Col passare dei secoli, il numero di navi costiere giapponesi, quindi il numero di vagabondi, è aumentato vertiginosamente. Verso la metà del 1800 una media di due derelitti giapponesi appariva ogni anno lungo le rotte marittime dalla California alle Hawaii. Quattro si presentarono vicino alle Hawaii in un periodo di trent'anni all'inizio del XIX secolo; sono sopravvissuti almeno cinque membri dell'equipaggio. Molte altre giunche sono passate inosservate lungo rotte meno percorse. Durante le mie visite a Sitka, mi è stato concesso il privilegio di intervistare molti anziani Tlingit. Racconterei loro una storia per mare e ricambiarebbero con una loro storia antica. Un anziano, Fred Hope, mi ha detto che ogni villaggio lungo la costa occidentale ha tramandato la storia di una nave giapponese che va alla deriva nelle vicinanze. A sud, attorno alla foce del fiume Columbia, devastata dalla tempesta, i filamenti erano così frequenti che gli indiani Chinook svilupparono una parola speciale, tlohon-nipts, "coloro che vanno a riva", per i nuovi arrivati.
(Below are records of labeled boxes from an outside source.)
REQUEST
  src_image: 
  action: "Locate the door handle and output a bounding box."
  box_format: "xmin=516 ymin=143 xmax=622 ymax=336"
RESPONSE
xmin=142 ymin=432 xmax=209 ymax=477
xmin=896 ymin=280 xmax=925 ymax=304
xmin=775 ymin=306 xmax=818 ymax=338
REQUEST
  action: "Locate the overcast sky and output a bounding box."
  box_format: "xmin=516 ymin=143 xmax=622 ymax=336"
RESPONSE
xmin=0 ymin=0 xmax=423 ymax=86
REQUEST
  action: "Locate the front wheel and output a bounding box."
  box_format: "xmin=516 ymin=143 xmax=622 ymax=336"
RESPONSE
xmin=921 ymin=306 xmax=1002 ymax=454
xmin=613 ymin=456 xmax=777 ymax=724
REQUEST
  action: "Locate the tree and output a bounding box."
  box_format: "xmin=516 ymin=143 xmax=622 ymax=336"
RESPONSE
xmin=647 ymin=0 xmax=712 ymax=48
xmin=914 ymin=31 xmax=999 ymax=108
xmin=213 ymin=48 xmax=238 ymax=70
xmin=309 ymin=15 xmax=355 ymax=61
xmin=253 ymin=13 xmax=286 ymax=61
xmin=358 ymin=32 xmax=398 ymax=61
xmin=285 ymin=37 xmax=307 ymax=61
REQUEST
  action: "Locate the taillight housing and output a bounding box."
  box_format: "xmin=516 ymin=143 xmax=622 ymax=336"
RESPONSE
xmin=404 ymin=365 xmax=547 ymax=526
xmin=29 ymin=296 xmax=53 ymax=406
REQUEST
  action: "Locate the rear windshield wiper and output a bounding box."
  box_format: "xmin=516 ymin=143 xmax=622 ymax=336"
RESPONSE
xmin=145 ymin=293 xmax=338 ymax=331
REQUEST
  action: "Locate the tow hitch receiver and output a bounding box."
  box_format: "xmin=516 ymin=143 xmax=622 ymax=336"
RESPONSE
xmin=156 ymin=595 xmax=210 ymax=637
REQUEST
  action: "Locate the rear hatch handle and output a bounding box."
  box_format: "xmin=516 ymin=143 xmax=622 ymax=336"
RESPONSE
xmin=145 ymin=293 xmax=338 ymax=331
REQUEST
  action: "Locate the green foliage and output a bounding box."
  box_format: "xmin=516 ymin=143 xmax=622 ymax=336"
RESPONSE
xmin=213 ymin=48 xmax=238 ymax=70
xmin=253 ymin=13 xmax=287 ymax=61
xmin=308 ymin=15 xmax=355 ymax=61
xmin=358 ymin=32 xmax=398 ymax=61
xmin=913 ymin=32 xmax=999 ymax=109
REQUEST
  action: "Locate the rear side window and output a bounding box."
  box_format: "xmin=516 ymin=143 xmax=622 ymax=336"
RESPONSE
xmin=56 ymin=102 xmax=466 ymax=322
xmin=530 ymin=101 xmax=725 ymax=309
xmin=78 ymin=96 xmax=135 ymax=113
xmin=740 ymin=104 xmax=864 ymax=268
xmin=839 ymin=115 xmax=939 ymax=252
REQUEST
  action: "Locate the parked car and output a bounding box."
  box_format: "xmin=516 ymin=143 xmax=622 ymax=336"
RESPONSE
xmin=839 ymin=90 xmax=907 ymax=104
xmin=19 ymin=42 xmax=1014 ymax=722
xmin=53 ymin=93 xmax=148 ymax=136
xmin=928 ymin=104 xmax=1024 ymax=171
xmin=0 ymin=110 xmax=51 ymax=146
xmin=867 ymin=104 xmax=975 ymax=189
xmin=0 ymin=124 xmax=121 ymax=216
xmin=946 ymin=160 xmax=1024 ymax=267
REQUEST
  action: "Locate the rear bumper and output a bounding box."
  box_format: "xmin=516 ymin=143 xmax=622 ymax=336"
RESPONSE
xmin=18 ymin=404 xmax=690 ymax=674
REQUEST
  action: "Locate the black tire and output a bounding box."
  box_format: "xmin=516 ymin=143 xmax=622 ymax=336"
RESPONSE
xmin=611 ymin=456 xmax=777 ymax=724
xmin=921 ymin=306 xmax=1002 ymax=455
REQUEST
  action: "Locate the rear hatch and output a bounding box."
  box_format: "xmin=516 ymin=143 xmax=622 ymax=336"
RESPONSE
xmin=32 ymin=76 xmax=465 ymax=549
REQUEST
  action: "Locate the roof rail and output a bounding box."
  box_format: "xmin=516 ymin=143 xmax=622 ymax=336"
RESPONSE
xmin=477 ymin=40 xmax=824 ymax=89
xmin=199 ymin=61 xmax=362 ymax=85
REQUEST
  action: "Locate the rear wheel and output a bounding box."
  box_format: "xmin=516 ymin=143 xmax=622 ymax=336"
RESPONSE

Quindi, nel 1854, avvenne un atterraggio molto diverso dall'altra parte dell'oceano. Il commodoro Matthew Perry e le sue "navi nere" arrivarono per aprire il Giappone al mondo. Perry trovò abili interpreti - giapponesi che non avevano mai lasciato il Giappone ma parlavano fluentemente inglese - in attesa di incontrarlo. Come potrebbe essere questo nello shogunato eremita ermeticamente sigillato?

La risposta sta nelle derive lungo il Kuroshio. Nell'ottobre 1813, la spazzatura Tokujo Maru lasciò Tokyo, tornando a Toba dopo aver consegnato l'omaggio annuale dello shogun. I norvegesi lo spazzarono in mare e andarono alla deriva per 530 giorni, passando nel raggio di un miglio dalla California quando i venti offshore lo portarono in mare. Undici dei quattordici uomini a bordo perirono. Quindi, a 470 miglia al largo del Messico, un brigantino americano ha salutato il grosso e ha salvato i tre sopravvissuti. Dopo quattro anni, il capitano dei Tokujo Maru, Jukichi, tornò in Giappone. In qualche modo è sfuggito all'esecuzione e ha segretamente registrato i suoi viaggi in A Captain's Diary . Sebbene sia stato ufficialmente bandito, il Diario di Jukichi incuriosì e influenzò gli studiosi giapponesi, aprendo la strada al Commodoro Perry e ad un altro ospite straniero che arrivò sei anni prima di lui. "Indiscutibilmente", osservò James W. Borden, commissario americano alle Hawaii, nel 1860, "la gentilezza che era stata estesa ai marinai giapponesi naufragati era tra le ragioni più potenti che alla fine portarono all'apertura di quel paese agli stranieri e al commercio estero “.